Der Nachrichtendienst des Bundes (NDB) will sich nicht konkret zur steigenden Gewaltbereitschaft äussern. Die Szene der Verschwörungsideologen und Corona-Skeptiker fällt grundsätzlich nicht in die Zuständigkeit des NDB. Sprecherin Lea Rappo sagt nur: «Allgemein lässt sich festhalten, dass gewalttätige rechts- und linksextreme Gruppierungen in der Vergangenheit wiederholt versuchten und teilweise damit vorübergehend Erfolg hatten, friedliche Protestbewegungen zu unterwandern, zu radikalisieren und als Plattformen für Gewaltanwendung zu missbrauchen.» Diesbezüglich stehe der NDB in Kontakt mit den Sicherheitsbehörden von Bund und Kantonen.
Im Blick haben dürfte der Nachrichtendienst auch die Entwicklung in Ländern wie Deutschland, wo Demonstrationen – angeheizt von Rechtsextremen – wiederholt in Gewalt umschlugen und es bereits zu mehreren Anschlägen von Corona-Skeptikern kam.
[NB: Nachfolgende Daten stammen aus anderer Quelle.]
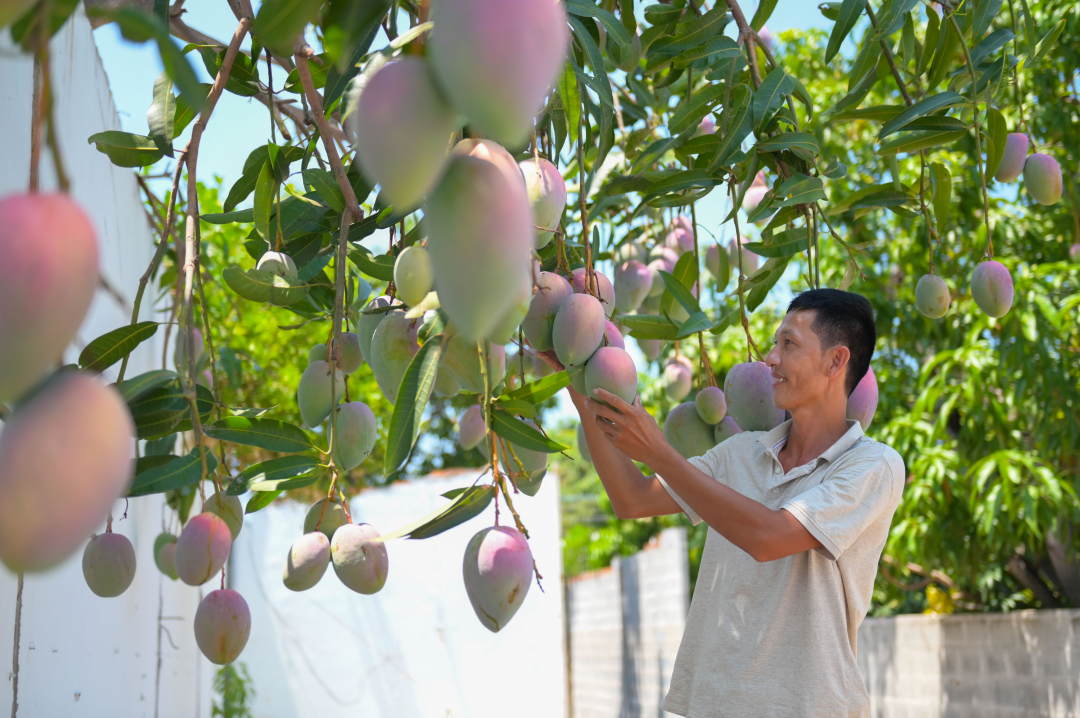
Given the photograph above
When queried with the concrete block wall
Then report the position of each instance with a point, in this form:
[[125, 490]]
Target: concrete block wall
[[626, 622]]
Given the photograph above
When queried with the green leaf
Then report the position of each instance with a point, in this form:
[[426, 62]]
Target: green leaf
[[521, 434], [850, 12], [782, 244], [413, 394], [280, 22], [269, 475], [125, 149], [269, 434], [997, 130], [161, 117], [921, 108], [179, 472], [942, 181], [610, 23], [466, 505], [648, 326], [111, 347], [538, 391], [266, 194], [770, 95]]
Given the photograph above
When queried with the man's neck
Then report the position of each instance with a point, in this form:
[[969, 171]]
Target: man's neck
[[813, 430]]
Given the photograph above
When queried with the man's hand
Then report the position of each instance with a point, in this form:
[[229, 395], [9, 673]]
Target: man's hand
[[629, 427]]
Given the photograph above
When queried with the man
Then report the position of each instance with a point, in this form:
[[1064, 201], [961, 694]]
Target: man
[[798, 517]]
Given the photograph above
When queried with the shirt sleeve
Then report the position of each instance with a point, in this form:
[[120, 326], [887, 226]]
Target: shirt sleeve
[[844, 505]]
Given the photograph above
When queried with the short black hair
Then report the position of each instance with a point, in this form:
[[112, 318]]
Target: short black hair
[[842, 317]]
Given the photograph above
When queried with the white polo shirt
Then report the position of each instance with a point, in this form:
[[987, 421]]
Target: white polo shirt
[[778, 638]]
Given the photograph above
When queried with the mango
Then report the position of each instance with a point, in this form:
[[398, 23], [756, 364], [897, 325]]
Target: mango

Zuletzt warf ein 30-Jähriger mehrere Molotowcocktails durch ein Fenster ins Rathaus von Delmenhorst. Als Motiv gab er «Unzufriedenheit über die Corona-Regelungen» an. Nur durch Zufall wurde niemand verletzt.
Der Kanton Uri hat nun durchgegriffen und eine für den 10. April geplante Grosskundgebung in Altdorf verboten. Polizeikommandant Reto Pfister: «Wir werden am 10. April keinerlei Kundgebungen dulden. Rechtsverletzungen bringen wir konsequent zur Anzeige.»